The rise of "processed" food that tastes good is both a massive human accomplishment and a double-edged sword. Processed foods, which are basically any food item that has been rendered nonperishable or includes multiple ingredients at the time of purchase, have made life easier by speeding up and simplifying food preparation. "Fortified" processed foods, meanwhile, have made it possible for the poorest people in the developed world to both consume adequate calories each day and get many of the micronutrients previously found only in a balanced diet of perishable meats, fruits, and vegetables.
However, the proliferation of affordable, nonperishable food has played a major role in the rise of obesity and obesity-related diseases; more so, probably, than any other labor-saving technological development of the last century.
This does not mean processed food is bad, or that it should be banned or taxed out of reach, only that consuming processed foods is a tradeoff. These foods often taste fantastic, yet excessive consumption of processed foods can easily erase whatever benefits they provide through micronutrient fortification and time saved.
Expert consensus is hard to come by and overrated.
That the panelists published by the Annals are now under attack by their peers in medicine is just the latest example of the war over nutrition advice. Many academic nutrition researchers believe their work can save entire populations and are frustrated that they have to compete in a marketplace of ideas that does not elevate their findings over those of their peers, the advice of lay diet experts, and the marketing done by food companies. That the federal government has done such a hamfisted job of recommending the "right" advice and is slow to correct recommendations when consensus changes, is all the more infuriating.
What's more, popular media reporting on nutrition is often sloppy, sensationalized, and self-contradicting. Just look at the way the Annals recommendation was covered by The Washington Post: The researchers used the terms "weak recommendation" and "low-certainty" while the Post headlined its piece: "A study says full speed ahead on processed and red meat consumption. Nutrition scientists say not so fast." The study did not say "full speed ahead" and its critics did not say "not so fast." Debates in nutrition science are covered this way every single day in America's most respected media outlets.
The noise around nutrition science should not distract us from the fact that Type 2 diabetes, cardiovascular disease, and other ailments with a lifestyle correlation are, in fact, a major health care expenditure in the U.S. and around the world; and that many humans in the industrialized world who should eat better both can afford to and would likely succeed with the right combination of external motivation and education.

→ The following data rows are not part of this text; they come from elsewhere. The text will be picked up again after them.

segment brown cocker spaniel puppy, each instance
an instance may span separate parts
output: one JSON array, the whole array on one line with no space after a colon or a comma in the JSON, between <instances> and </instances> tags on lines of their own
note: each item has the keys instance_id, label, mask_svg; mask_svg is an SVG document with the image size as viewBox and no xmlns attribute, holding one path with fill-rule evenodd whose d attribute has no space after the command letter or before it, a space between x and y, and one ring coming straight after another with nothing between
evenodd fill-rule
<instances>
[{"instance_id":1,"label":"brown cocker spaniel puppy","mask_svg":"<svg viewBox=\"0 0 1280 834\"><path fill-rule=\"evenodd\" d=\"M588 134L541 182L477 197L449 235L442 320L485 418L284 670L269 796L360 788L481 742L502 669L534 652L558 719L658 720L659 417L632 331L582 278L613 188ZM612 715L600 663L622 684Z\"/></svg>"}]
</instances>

This is why nutrition researchers are constantly at each other's throats. Each faction wants to have the final say, and for their peers and government to rally behind them. But it is futile to expect a single global nutrition paradigm to exist across varying economies, climates, and cultures, especially in the age of democratized media.
You're going to die regardless of what or how much you eat, but, on average, junk habits will kill you faster and decrease your quality of life.

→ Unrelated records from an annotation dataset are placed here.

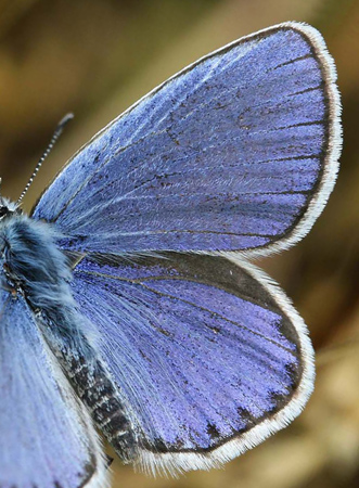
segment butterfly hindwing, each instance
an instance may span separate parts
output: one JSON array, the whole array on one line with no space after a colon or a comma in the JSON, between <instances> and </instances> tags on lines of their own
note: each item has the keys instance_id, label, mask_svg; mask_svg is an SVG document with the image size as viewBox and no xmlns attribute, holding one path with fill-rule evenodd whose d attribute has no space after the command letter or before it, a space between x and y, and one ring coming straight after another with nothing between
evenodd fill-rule
<instances>
[{"instance_id":1,"label":"butterfly hindwing","mask_svg":"<svg viewBox=\"0 0 359 488\"><path fill-rule=\"evenodd\" d=\"M312 27L286 23L233 42L95 136L34 217L55 222L69 251L287 247L335 181L335 79Z\"/></svg>"},{"instance_id":2,"label":"butterfly hindwing","mask_svg":"<svg viewBox=\"0 0 359 488\"><path fill-rule=\"evenodd\" d=\"M105 487L100 441L25 299L0 287L0 486Z\"/></svg>"},{"instance_id":3,"label":"butterfly hindwing","mask_svg":"<svg viewBox=\"0 0 359 488\"><path fill-rule=\"evenodd\" d=\"M218 465L282 428L310 395L304 322L248 264L92 256L73 290L131 406L145 470Z\"/></svg>"}]
</instances>

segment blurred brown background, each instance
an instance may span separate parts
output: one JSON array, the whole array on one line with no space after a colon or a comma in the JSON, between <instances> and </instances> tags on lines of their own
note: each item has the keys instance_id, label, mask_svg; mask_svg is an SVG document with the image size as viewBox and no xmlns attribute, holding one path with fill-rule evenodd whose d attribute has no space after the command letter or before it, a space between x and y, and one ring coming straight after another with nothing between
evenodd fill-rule
<instances>
[{"instance_id":1,"label":"blurred brown background","mask_svg":"<svg viewBox=\"0 0 359 488\"><path fill-rule=\"evenodd\" d=\"M359 1L0 0L0 175L16 200L59 119L76 114L25 198L157 84L203 54L283 21L321 30L336 61L344 151L310 234L260 265L293 298L318 354L316 391L289 428L225 466L146 478L119 462L114 487L359 486Z\"/></svg>"}]
</instances>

While there is no actual consensus on the optimal ratio of the three macronutrients (fat, carbohydrates, proteins), or on how much (if any) animal protein a person should consume each day, there is an actual, honest-to-God consensus against smoking cigarettes, drinking excessive alcohol, not sleeping enough, and consuming a diet made up mostly of processed foods. If you are the kind of person who desires certainty, nutritionists of every persuasion are certain about the above, if nothing else.
And if you are the kind of person who feels liberated by the possibility that any number of nutritional paradigms can restore your health and improve your quality of life, there is no better time to be alive than today and no better marketplace of ideas than the one we have now.